人に寄り添う光 ライティング・フェア2019レポート

[ 2019年7月12日 ]

 2019年3月5日~8日の日程でライティング・フェア2019が東京ビッグサイトで開催されました。少し遅くなってしまいましたが、建築照明デザインの視点からライティング・フェア2019を振り返ってみたいと思います。

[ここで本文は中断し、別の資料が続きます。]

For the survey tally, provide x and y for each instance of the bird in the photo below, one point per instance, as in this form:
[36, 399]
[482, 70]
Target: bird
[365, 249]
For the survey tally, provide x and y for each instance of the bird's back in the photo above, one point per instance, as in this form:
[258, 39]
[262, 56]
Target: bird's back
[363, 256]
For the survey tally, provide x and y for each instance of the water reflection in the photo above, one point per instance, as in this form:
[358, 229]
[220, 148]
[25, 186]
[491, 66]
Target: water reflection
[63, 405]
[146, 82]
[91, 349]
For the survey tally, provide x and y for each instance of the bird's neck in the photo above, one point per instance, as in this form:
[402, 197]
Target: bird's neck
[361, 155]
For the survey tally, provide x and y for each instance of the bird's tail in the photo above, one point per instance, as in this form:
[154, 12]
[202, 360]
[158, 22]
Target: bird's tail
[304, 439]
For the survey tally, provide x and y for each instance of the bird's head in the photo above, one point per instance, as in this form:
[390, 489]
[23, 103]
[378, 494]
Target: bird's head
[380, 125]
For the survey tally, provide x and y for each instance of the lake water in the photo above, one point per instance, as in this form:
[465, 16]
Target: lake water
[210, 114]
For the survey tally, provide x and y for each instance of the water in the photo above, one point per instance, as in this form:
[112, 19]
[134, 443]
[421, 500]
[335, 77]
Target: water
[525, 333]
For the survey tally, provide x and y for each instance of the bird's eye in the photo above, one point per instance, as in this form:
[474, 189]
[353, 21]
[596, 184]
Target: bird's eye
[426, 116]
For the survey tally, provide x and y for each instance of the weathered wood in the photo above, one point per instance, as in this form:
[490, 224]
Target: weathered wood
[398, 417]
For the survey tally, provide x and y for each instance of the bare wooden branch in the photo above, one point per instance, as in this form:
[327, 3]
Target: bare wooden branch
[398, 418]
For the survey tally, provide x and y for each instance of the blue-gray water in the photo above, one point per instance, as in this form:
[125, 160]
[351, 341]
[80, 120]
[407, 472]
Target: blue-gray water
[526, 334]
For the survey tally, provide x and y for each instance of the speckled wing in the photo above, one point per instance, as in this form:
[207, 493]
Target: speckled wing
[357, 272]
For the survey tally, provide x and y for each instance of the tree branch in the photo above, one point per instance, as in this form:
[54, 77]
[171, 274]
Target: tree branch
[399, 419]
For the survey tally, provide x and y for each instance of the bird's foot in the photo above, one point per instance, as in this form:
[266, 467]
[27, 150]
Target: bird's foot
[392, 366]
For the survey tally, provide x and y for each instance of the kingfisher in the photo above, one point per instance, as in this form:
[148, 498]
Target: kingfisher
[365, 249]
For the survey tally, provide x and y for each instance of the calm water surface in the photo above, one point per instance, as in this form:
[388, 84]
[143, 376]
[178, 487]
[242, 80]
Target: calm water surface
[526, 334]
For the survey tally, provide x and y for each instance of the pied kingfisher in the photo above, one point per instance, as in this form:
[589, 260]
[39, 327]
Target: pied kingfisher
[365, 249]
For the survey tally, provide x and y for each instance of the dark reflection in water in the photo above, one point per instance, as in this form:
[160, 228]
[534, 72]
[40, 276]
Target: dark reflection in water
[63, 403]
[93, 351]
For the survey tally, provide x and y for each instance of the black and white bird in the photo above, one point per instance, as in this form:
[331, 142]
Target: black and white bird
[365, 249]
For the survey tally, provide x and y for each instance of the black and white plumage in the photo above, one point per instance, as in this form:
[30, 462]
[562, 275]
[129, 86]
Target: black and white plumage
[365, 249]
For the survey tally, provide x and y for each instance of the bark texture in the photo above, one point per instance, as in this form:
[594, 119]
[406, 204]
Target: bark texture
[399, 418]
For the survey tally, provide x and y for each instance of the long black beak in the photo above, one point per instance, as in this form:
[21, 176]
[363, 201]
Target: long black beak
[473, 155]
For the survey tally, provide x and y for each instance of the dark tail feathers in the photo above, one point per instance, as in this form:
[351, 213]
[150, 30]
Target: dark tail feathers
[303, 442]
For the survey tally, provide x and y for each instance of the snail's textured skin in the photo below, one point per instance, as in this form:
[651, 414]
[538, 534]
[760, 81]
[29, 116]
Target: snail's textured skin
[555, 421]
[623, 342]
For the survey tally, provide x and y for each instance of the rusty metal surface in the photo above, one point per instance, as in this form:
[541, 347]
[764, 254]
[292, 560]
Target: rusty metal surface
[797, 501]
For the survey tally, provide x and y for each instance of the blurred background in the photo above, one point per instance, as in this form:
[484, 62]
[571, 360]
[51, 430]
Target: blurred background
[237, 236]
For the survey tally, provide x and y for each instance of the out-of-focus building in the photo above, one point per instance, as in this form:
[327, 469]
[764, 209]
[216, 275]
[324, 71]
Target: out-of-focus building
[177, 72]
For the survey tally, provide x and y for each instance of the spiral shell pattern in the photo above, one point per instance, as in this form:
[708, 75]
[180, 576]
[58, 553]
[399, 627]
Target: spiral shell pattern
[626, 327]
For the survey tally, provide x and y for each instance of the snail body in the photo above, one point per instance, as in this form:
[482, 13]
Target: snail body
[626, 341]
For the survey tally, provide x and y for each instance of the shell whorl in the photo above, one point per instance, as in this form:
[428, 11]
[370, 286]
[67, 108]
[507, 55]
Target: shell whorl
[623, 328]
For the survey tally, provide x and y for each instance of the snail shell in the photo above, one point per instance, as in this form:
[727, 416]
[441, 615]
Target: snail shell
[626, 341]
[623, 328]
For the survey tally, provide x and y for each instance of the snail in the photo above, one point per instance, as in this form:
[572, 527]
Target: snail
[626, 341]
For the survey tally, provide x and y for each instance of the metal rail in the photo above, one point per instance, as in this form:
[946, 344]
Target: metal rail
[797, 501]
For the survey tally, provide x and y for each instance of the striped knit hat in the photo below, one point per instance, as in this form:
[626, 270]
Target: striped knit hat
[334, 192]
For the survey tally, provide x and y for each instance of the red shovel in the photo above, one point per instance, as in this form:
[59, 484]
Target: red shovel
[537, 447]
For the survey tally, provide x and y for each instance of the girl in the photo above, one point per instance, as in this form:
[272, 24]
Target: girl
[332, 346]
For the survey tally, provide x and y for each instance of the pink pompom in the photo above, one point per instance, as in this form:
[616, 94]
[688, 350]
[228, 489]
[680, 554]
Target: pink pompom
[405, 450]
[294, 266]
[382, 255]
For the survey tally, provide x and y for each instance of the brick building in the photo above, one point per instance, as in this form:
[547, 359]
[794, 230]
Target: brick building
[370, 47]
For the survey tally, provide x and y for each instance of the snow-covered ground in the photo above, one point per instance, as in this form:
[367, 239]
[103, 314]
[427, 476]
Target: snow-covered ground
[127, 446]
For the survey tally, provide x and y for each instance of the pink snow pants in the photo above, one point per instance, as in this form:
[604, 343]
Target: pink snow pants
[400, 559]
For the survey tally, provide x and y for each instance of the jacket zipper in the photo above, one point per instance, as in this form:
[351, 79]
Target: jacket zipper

 これまでもこのコラムで何度も紹介してきましたが、ここ数年の大きな流れで各照明メーカーのプライベート展示会の存在感が大きくなってきました。その影響もあるのだと思いますが、LED NEXT STAGEも含め、国内の大規模な照明展示会では出展社が減少傾向にあり、今年のライティング・フェアの会場でも一部の大手照明メーカーが出展していないなど、その流れを改めて感じました。逆に魅力ある製品を作っている中小のメーカーにとってはこれまで以上に製品を注目してもらえるチャンスが増えるという見方もできます。このような流れは時代のニーズに合わせた変化であり、ある意味LED照明が成熟してきたことの証でもあるので、決して悪いことではないと考えています。

 しかし、そうは言ってもさすがに国内最大規模の照明展示会であるだけに、ライティング・フェアに照準を合わせている照明メーカーは多く、目を引く新しい製品に出会うことができました。

    
図1、2 ライティング・フェア開会式、会場の様子

今回のライティング・フェアで気になったキーワードは下記の2点です。

  • HCL(ヒューマンセントリックライティング)
  • コンパクトスポットライト

 HCLとはヒューマンセントリックライティングの略で、一言でいうと「人に寄り添う光」と言えるのではないかと思います。数年前までは人の生体リズムに合わせて、光の明るさや色温度を変化させるサーカディアン・ライティングという言葉が注目されていましたが、HCLはそこから一歩進んで、人の感情や心身の状態、そして個人のライフスタイルに合わせて光が変化する、よりパーソナルで高度に制御された照明の事を指します。

 ライティング・フェアのオープニングでJLMA(一般社団法人 日本照明工業会)から発表されたLighting Vision 2030でも2030年までの照明業界の動向のロードマップとして、HCLの普及が大きなテーマとして掲げられていました。同じくオープニングの基調講演では日建設計の海宝氏(設備設計グループ 技師長)からも、これからのLED照明は「省エネ」から「光の質」へ移行し、光が人間の心理に与える影響について実験的な試みを行っている事例などについて紹介され、HCLが今後の照明業界の大きなテーマとなる事を感じました。これまで光の質と言えば色温度や演色性、配光などについて注目されていましたが、これからの光の質は心理や健康など、人間の感情や身体に光がどう働きかけるかが重要なポイントになります。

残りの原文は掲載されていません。